Le mythique An-225 «Mriya», plus gros avion cargo du monde, détruit pendant la bataille. | Narciso Contreras / Anadolu Agency / AFP
Le mythique An-225 «Mriya», plus gros avion cargo du monde, détruit pendant la bataille. | Narciso Contreras / Anadolu Agency / AFP

Hostomel, la bataille héroïque qui a sauvé l'Ukraine de l'effondrement

Quarante-huit heures qui ont sans doute tout changé.

Lundi 27 février 2023. Cela fait 367 jours que dure l'«opération spéciale» lancée par la Russie en Ukraine, soit 365 de plus que ce que semblait espérer Vladimir Poutine en faisant pénétrer ses troupes en masse chez son voisin.

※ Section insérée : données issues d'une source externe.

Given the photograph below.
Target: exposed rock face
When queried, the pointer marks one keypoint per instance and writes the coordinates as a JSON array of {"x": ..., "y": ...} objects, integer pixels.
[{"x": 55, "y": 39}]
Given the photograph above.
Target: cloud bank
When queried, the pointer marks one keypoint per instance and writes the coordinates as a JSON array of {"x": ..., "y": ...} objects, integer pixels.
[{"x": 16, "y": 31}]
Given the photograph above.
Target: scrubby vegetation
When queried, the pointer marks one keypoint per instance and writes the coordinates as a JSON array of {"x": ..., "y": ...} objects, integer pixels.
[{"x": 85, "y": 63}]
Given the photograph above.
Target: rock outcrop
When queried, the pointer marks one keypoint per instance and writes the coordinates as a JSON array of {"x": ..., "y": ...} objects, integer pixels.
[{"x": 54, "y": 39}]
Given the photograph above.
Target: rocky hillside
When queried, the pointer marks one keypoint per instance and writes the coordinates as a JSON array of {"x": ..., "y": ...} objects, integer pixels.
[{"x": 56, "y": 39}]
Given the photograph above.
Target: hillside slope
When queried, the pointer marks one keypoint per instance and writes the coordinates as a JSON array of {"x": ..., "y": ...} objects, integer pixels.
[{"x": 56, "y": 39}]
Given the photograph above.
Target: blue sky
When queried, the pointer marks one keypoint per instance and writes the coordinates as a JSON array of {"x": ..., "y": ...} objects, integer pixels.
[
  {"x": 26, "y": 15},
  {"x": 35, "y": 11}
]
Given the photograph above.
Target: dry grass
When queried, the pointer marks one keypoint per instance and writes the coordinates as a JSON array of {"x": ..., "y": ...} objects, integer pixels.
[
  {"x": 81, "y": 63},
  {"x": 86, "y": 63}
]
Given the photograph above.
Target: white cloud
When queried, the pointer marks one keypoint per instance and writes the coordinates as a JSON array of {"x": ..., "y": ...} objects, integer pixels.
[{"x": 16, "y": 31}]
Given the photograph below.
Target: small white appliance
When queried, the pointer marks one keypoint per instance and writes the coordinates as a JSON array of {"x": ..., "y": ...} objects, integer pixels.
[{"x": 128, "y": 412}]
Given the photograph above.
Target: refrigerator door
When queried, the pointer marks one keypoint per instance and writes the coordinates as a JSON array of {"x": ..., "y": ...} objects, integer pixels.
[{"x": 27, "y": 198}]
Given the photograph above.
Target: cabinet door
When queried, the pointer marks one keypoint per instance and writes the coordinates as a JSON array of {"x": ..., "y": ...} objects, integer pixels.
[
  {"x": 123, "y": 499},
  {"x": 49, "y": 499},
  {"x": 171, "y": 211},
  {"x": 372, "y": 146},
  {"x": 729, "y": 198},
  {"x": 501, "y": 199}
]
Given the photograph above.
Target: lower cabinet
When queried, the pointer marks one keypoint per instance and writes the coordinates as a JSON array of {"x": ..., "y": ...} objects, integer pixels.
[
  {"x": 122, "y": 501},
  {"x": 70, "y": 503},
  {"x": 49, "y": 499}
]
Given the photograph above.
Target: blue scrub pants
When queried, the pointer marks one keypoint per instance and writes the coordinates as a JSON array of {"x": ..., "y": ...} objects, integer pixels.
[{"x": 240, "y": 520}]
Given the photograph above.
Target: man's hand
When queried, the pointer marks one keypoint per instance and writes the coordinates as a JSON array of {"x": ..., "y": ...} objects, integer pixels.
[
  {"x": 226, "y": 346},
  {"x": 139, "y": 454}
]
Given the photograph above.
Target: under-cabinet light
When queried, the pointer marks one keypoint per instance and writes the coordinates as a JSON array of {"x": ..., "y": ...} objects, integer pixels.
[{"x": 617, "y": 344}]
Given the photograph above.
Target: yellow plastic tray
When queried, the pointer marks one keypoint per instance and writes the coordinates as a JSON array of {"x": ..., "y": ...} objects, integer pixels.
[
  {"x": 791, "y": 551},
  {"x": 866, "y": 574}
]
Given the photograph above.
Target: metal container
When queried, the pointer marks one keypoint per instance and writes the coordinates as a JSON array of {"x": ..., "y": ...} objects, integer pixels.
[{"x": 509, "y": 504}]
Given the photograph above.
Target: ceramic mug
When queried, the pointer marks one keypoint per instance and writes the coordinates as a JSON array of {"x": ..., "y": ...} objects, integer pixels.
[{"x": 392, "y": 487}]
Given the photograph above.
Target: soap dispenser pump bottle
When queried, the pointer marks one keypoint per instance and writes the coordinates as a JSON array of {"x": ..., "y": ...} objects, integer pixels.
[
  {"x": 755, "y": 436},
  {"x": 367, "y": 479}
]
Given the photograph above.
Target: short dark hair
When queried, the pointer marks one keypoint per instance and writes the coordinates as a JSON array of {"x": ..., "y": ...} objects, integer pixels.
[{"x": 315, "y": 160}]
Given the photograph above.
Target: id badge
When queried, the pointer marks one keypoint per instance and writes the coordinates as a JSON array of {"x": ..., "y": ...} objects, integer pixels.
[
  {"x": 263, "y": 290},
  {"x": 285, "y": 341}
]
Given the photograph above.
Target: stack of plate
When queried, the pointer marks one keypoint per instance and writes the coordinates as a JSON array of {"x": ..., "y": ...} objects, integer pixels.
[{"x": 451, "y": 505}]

Le patron du Kremlin s'attendait à une chute de Kiev rapide et sans grande difficulté, un blitzkrieg impitoyable de son infaillible armée. Il s'est embourbé dans un conflit long et dont nul ne connaît l'issue, et qui a coûté plus de 200.000 hommes, des milliers de blindés et des dizaines d'aéronefs à son armée.

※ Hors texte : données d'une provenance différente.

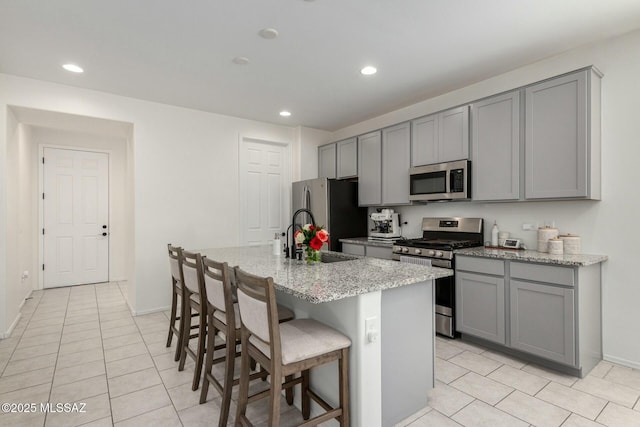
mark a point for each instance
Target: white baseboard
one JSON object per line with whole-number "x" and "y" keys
{"x": 25, "y": 300}
{"x": 621, "y": 361}
{"x": 7, "y": 334}
{"x": 153, "y": 310}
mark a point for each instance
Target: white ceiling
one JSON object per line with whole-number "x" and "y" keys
{"x": 181, "y": 53}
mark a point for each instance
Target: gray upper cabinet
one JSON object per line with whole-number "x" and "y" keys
{"x": 495, "y": 147}
{"x": 562, "y": 137}
{"x": 327, "y": 161}
{"x": 396, "y": 146}
{"x": 370, "y": 169}
{"x": 347, "y": 158}
{"x": 424, "y": 140}
{"x": 454, "y": 134}
{"x": 440, "y": 137}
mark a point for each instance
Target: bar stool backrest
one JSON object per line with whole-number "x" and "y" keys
{"x": 258, "y": 310}
{"x": 175, "y": 257}
{"x": 191, "y": 271}
{"x": 217, "y": 281}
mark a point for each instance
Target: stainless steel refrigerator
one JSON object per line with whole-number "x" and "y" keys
{"x": 334, "y": 205}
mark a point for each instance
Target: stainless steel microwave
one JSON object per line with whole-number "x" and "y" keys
{"x": 441, "y": 181}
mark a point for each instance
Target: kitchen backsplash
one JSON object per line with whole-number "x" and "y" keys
{"x": 576, "y": 217}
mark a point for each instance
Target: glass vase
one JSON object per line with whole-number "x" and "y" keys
{"x": 312, "y": 256}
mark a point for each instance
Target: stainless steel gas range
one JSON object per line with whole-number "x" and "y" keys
{"x": 440, "y": 237}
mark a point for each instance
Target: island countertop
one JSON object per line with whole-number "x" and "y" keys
{"x": 579, "y": 260}
{"x": 325, "y": 282}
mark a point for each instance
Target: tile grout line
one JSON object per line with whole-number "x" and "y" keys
{"x": 55, "y": 366}
{"x": 156, "y": 368}
{"x": 104, "y": 359}
{"x": 157, "y": 372}
{"x": 21, "y": 335}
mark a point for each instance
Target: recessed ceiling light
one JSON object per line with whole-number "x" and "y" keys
{"x": 268, "y": 33}
{"x": 241, "y": 60}
{"x": 73, "y": 68}
{"x": 369, "y": 70}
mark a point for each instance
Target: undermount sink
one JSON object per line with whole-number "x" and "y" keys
{"x": 327, "y": 258}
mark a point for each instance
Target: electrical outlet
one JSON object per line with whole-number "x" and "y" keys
{"x": 371, "y": 329}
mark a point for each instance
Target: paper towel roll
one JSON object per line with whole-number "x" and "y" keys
{"x": 572, "y": 244}
{"x": 544, "y": 234}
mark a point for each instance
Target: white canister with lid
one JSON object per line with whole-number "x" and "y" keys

Cette extraordinaire résistance ukrainienne, celle que les Russes n'avaient manifestement pas vu venir, s'est manifestée très tôt dans le conflit. D'autres faits de gloire ont permis au pays de ne pas sombrer, mais une grande partie de l'échec russe initial s'est joué à l'aérodrome d'Hostomel.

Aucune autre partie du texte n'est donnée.